Le gouvernement congolais, quant à lui, se veut optimiste. «La Déclaration de Principes qui vient d’être signée à Doha avec l’AFC/M23 sous la facilitation du Qatar, se fonde sur le respect strict de la Constitution de la RDC, les Charte des Nations Unies et de l’Union africaine, le droit international et les résolutions du Conseil de sécurité, notamment la Résolution 2773, et s’aligne sur l’accord de Washington. Cette déclaration tient compte des lignes rouges que nous avons toujours défendues notamment le retrait non négociable de l’AFC/M23 des parties occupées suivi du déploiement de nos Institutions (FARDC, PNC, justice, administration). Elle contient plusieurs engagements clairs en faveur de la paix, de la protection des civils et de la souveraineté nationale et ouvre la voie à un accord de paix global à conclure dans les prochains jours afin de mettre fin durablement au conflit dans l’Est de la RDC. Cet objectif répond à l’aspiration profonde du Président de la République de restaurer la paix dans l’Est de notre pays », a déclaré, dans son compte X, le porte-parole du Gouvernement congolais, Patrick Muyaya Katembwe. Et d’ajouter : « Dans la marche vers la paix, nous faisons chaque jour des progrès ! »

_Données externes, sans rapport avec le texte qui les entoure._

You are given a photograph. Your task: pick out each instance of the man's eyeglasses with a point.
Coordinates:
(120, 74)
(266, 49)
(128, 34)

Dans les rangs de l’Opposition, Delly Sesanga, leader d’ENVOL, se félicite de la Déclaration de Doha, la qualifiant d’« un pas à saluer en direction de la paix ». Il souligne cependant qu’un « dialogue inclusif » reste la voie obligée pour une paix durable : « Quant à la question préjudicielle des « causes profondes » du conflit, elle ne saurait être abordée efficacement que dans le cadre d’un dialogue inclusif, incluant le gouvernement, l’opposition politique, AFC/ M23 légitimée désormais dans ses revendications par la déclaration de DOHA ainsi que la société civile, tel que préconisé par l’ECC-CENCO en faveur d’un « Pacte social pour la paix et le bien vivre ensemble ».
En attendant, la population de l’Est, épuisée par des années de violence, observe ces développements avec un mélange d’espoir et de méfiance. La paix, enfin, semble à portée de main – mais elle devra encore être gagnée.
Cinq dates clés pour comprendre le processus de restauration de la paix dans l’Est de la RDC :
* 18 mars 2025 : Rencontre tripartite à Doha entre les Chefs d’État du Qatar, de la RDC et du Rwanda.
* 23 avril 2025 : Déclaration conjointe RDC – AFC/M23.
* 25 avril 2025 : Déclaration de principes RDC – Rwanda à Washington.
* 27 juin 2025 : Signature de l’Accord de paix RDC – Rwanda.
* 19 juillet 2025 : Déclaration de principes RDC – AFC/M23.